Re: [PATCH v2 0/5] Defer throttle when task exits to user

From: Aaron Lu
Date: Thu Jul 03 2025 - 02:35:31 EST


Hi Benjamin,

Thanks for taking a look.

On Wed, Jul 02, 2025 at 03:00:56PM -0700, Benjamin Segall wrote:
> Aaron Lu <ziqianlu@xxxxxxxxxxxxx> writes:
>
> > For pelt clock, I chose to keep the current behavior to freeze it on
> > cfs_rq's throttle time. The assumption is that tasks running in kernel
> > mode should not last too long, freezing the cfs_rq's pelt clock can keep
> > its load and its corresponding sched_entity's weight. Hopefully, this can
> > result in a stable situation for the remaining running tasks to quickly
> > finish their jobs in kernel mode.
>
> I suppose the way that this would go wrong would be CPU 1 using up all
> of the quota, and then a task waking up on CPU 2 and trying to run in
> the kernel for a while.
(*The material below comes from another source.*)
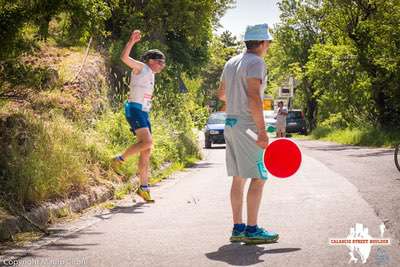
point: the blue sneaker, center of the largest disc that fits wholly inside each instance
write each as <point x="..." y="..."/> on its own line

I suspect pelt time needs to also keep running
> until all the tasks are asleep (and that's what we have been running at
> google with the version based on separate accounting, so we haven't
> accidentally done a large scale test of letting it pause).
>

Got it, I'll rework this part to keep pelt clock ticking and only stop
it when all tasks of a throttled cfs_rq get either throttled or blocked.
I will paste a diff on top of this series and if the diff looks OK, I'll
fold it to patch3 in next version.

> Otherwise it does look ok, so long as we're ok with increasing distribute
> time again.

Good to know this!

About not strictly limiting quota, I suppose that is a trade off and
having a system that is operating properly is better than a system with
task hung or even deadlock.

Best regards,
Aaron